Sybrina Fulton and Jahvaris Fulton took the witness stand during the trial of George Zimmerman, the former neighborhood watch volunteer charged with second-degree murder in Martin's shooting death. Zimmerman has pleaded not guilty and says he shot the teen in self-defense during a fight.
After the audio was played, prosecutor Bernie de la Rionda asked Sybrina Fulton, "Who do you recognize that to be?" She replied, "Trayvon Benjamin Martin."
Identifying the screams on the 911 call could be critical to the case because it may help determine who was the aggressor during the scuffle between Zimmerman and Martin.
Under cross-examination, defense attorney Mark O'Mara suggested that Sybrina Fulton may have been influenced by others who listened to the 911 call, including relatives and her former husband.
O'Mara also asked Fulton hypothetically whether she would have to accept it was Zimmerman yelling for help if the screams did not come from her son. He also asked if she hoped Martin didn't do anything that led to his death.
"I heard my son screaming," Fulton said. "I would hope for this to never have happened and he would still be here."

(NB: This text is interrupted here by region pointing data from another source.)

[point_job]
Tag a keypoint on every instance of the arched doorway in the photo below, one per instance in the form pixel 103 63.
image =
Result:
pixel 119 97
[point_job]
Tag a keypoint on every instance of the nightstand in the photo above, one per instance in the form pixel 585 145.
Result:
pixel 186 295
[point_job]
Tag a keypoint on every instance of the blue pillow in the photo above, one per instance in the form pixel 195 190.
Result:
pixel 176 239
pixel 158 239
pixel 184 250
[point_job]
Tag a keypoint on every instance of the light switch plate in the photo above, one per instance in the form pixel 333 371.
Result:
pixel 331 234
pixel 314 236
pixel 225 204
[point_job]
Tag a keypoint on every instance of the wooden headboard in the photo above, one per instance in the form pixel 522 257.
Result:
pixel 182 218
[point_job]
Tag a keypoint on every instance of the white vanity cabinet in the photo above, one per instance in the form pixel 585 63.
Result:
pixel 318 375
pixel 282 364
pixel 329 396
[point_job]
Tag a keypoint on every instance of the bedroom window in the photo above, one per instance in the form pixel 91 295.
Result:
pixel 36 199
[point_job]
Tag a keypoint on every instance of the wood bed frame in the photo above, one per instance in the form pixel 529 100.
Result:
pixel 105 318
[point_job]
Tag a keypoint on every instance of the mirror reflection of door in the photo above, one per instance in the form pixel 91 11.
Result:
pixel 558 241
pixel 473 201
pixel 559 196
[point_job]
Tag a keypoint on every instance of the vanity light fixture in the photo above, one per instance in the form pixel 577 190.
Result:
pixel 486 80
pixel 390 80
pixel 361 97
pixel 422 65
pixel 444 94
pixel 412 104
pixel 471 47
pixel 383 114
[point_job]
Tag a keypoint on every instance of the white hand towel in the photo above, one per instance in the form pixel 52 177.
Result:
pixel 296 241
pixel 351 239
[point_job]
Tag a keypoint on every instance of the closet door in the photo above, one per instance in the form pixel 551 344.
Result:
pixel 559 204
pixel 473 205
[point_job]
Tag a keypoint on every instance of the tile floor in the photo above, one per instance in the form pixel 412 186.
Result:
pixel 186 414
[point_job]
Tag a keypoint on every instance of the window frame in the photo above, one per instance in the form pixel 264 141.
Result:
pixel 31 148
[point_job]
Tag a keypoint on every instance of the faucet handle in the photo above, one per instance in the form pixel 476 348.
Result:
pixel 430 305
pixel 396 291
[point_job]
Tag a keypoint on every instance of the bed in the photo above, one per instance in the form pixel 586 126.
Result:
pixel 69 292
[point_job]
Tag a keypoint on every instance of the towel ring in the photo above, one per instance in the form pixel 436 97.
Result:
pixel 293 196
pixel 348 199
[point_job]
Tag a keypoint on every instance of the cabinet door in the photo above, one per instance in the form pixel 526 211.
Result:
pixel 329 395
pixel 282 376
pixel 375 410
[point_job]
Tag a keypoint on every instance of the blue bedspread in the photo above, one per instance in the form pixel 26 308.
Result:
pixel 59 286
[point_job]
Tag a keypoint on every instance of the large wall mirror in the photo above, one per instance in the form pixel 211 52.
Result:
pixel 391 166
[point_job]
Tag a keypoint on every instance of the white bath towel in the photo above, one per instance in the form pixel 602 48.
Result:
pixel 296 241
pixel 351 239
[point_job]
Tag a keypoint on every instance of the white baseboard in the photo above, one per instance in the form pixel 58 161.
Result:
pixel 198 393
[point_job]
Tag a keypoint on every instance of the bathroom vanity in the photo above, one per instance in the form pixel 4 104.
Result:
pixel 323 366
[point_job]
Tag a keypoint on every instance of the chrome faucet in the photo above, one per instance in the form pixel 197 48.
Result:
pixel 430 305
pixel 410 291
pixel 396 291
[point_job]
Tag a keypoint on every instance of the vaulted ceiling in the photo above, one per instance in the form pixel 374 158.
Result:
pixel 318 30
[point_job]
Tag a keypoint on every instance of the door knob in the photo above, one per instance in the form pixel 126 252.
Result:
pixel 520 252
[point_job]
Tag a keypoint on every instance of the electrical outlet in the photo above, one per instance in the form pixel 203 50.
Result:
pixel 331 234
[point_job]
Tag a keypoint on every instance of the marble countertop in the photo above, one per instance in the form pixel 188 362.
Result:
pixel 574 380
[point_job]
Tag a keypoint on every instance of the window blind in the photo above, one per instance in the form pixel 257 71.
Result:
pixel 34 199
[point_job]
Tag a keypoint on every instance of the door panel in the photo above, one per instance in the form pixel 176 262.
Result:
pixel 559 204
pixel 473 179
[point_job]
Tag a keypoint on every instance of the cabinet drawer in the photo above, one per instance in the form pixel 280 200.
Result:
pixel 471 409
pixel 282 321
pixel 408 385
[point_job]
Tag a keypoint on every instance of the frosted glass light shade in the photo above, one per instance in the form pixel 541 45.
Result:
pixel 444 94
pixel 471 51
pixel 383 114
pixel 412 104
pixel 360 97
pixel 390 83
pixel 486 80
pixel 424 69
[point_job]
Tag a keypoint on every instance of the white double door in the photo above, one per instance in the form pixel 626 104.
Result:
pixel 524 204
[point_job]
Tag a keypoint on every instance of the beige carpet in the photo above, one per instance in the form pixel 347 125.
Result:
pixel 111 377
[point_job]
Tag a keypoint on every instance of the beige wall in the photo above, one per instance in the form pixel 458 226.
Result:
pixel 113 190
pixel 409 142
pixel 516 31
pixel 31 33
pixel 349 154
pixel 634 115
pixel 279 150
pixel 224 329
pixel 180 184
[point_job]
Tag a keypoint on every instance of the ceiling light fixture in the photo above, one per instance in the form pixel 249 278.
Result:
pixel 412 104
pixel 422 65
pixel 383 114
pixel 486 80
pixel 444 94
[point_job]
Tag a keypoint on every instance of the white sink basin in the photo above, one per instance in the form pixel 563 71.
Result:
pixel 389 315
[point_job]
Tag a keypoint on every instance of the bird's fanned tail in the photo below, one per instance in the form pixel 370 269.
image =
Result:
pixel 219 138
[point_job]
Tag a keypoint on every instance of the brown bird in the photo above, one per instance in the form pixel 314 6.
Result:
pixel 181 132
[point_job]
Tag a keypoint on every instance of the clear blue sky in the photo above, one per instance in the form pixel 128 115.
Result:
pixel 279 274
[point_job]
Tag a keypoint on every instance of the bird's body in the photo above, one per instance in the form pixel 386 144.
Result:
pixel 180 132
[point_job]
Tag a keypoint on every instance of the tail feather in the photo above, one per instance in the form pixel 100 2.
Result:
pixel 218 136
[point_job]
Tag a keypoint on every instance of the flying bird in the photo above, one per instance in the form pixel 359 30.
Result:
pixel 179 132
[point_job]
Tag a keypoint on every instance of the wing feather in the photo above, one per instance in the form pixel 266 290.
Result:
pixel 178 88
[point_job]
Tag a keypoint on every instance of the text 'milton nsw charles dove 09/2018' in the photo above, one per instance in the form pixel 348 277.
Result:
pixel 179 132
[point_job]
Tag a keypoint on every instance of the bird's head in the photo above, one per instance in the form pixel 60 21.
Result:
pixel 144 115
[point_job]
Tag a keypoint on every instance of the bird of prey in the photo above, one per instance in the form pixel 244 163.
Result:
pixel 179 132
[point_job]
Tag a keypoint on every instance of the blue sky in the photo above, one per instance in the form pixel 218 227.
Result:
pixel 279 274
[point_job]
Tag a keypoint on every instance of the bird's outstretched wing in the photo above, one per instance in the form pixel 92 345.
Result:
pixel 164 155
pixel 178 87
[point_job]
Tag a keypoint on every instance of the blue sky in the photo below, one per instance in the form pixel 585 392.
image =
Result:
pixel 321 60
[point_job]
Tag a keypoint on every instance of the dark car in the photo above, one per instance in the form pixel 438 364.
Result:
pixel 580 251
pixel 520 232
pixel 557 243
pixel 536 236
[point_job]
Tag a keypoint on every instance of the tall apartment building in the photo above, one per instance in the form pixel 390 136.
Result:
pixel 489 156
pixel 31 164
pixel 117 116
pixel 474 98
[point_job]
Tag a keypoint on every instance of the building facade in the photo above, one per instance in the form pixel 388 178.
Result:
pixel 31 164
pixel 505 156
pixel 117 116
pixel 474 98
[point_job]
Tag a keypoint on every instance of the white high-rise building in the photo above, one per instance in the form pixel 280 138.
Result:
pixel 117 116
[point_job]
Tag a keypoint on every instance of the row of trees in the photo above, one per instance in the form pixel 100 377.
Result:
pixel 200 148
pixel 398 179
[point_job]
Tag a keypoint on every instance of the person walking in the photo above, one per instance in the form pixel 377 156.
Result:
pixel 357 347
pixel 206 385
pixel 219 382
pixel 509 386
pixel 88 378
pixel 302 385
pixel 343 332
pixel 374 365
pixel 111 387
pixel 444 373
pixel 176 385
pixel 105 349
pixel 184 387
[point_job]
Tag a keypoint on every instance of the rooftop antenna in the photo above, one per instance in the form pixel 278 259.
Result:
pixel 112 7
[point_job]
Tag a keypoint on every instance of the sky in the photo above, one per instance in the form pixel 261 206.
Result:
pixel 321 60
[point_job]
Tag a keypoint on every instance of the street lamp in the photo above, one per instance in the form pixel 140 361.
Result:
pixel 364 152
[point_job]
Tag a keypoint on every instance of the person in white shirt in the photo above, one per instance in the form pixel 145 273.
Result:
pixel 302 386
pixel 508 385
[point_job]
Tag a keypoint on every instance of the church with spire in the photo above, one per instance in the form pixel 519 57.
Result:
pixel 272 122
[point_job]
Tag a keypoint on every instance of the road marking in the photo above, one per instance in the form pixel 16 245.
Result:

Jahvaris Fulton, Martin's brother, also testified the screaming voice was that of Martin.
But O'Mara asked him why last year he had told a reporter that he wasn't sure if the voice belonged to Martin. Jahvaris Fulton, in explaining his comment to the reporter, told O'Mara he was "shocked" when he heard it.
"I didn't want to believe it was him," Jahvaris Fulton said.
O'Mara asked to play the television interview for jurors, but Judge Debra Nelson denied his request for the time being.
Jahvaris Fulton's testimony was broken up by efforts to unlock the evidence room adjacent to the courtroom. Unable to open it, court officials called a locksmith with a drill to help them out.
Before testifying, Sybrina Fulton posted on Twitter "I pray that God gives me the strength to properly represent my Angel Trayvon."
After the mother and brother testified, the doctor who performed an autopsy on Martin took the witness stand. Associate Medical Examiner Shiping Bao started describing Martin as being in pain and suffering after he was shot, but defense attorneys objected. The judge sustained the objection, and Bao was directed away from that line of questioning.
He later estimated that Martin lived from one to 10 minutes after he was shot, and the bullet went from the front to the back of the teen's chest, piercing his heart.
"There was no chance he could survive," Bao said.
Under cross examination, defense attorney Don West questioned why Martin's hands weren't covered in order to preserve evidence on his fingers and why it took three hours to remove the body from the scene. West and Bao talked over each other at several points, requiring the judge to tell everyone to speak one at a time.
With jurors out of the courtroom, Bao acknowledge he had changed his opinion in recent weeks on two matters related to the teen's death — how long Martin was alive after being shot and the effect of marijuana detected in Martin's body at the time of his death.
The associate medical examiner said last November that he believed Martin was alive one to three minutes. He also said Friday that marijuana could have affected Martin physically or mentally, even though he said it didn't last year.
Nelson had ruled before the trial that Martin's past marijuana use couldn't be introduced, and she didn't veer from that ruling on Friday, meaning jurors didn't hear Bao's opinion about the effect of Martin's marijuana use.